In its 2016 Global Outlook, the US bank said Australia’s economy would grow from 2.5 per cent to 2.8 per cent as the commodities bust slows and the rest of the economy picks up. Photo: Chris RatcliffeGlobal fund managers are extremely cautious on prospects for the global economy and have allocated well over a third of investors assets into cash, according to a survey done by Bank of America Merrill Lynch.
However, investors were “not yet Max Bearish” with only 12 per cent forecasting a global recession over the next 12 months, the survey found.
January’s Global Fund Manager Survey polled 211 fund managers, who were asked dozens of questions about the global economy.
In a sign of increasing wariness regarding the global economy, fund managers’ allocation to cash jumped to the highest in 43 months – with 38 per cent overweight on cash compared to just 20 per cent in December.
In other findings, the survey found that a majority of investors were expecting either zero, one or two interest rate hikes from the US Federal Reserve. Less than a third expected three rate rises and about one in ten expected the four rate rises that the Federal Reserve itself has flagged for 2016.
Well under 5 per cent said there would be five rate rises.
In a further sign that the Fed may not go through with its full hiking cycle, fewer managers were bullish on the US dollar compared to December’s survey.
When asked which of the US dollar, Euro and yen would appreciate the most on a trade-weighted basis over the next 12 months, the number picking the US dollar dropped to a net 44 per cent, the lowest in three years.
Global growth expectations had fallen, the survey found, with a net 8 per cent of respondents in January expecting a stronger global economy compared to 29 per cent in December. However, only 12 per cent believed a global recession would happen in 2016.
The biggest “tail-risk” to global growth was a China recession (45 per cent), followed by an emerging market debt crisis (22 per cent) and a “geopolitical crisis” (14 per cent).
Minority responses included the Federal Reserve not lifting rates quickly enough, equity bubbles and a Eurozone breakdown.

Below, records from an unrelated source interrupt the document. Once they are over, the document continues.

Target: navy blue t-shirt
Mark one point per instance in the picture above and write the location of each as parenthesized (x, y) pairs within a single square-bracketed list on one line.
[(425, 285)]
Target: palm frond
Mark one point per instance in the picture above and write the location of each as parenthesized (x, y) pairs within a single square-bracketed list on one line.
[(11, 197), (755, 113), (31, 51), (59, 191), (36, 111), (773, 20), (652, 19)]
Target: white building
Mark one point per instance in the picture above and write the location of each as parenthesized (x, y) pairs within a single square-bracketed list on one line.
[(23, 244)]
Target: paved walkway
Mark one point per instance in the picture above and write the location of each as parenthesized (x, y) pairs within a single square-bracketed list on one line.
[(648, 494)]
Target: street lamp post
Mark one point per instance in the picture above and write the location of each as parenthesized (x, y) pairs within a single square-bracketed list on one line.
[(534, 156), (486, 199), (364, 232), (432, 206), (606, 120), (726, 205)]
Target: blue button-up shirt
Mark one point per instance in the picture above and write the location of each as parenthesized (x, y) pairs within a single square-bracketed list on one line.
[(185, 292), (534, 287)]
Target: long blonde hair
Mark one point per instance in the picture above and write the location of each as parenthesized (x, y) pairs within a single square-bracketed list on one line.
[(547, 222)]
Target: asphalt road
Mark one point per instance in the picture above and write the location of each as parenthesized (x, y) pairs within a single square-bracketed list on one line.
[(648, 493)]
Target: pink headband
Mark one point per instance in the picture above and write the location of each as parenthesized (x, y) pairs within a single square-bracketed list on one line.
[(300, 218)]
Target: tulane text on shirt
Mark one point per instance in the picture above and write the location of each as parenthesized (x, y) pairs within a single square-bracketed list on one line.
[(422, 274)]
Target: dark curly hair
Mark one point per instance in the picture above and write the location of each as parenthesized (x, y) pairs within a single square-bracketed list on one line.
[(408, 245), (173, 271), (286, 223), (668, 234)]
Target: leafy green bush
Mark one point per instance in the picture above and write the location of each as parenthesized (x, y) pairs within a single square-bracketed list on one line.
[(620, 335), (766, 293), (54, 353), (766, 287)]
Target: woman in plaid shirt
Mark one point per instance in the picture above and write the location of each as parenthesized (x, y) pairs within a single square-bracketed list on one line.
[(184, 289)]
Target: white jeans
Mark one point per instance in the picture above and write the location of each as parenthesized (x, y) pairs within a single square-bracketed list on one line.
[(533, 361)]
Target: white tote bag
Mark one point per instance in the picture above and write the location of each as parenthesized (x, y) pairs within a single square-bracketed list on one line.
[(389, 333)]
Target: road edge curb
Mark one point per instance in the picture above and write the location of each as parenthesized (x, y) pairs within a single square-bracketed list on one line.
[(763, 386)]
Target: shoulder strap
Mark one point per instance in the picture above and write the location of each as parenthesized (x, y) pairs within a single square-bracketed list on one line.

Mining and materials remained, unsurprisingly, completely out of favour. A record 37 per cent of fund managers said they were underweight on global materials, down from 28 per cent in December.
And fund managers are expecting further weakening of the Chinese yuan, which is currently trading at ¥6.57 to the US dollar.
Only about 10 per cent expected the yuan to be trading under ¥6.70 by the end of 2016.
The rest expected the yuan to be above ¥6.70, with 37 per cent expecting a value between ¥6.71 and ¥6.90.
This story Administrator ready to work first appeared on 苏州美甲美睫培训学校.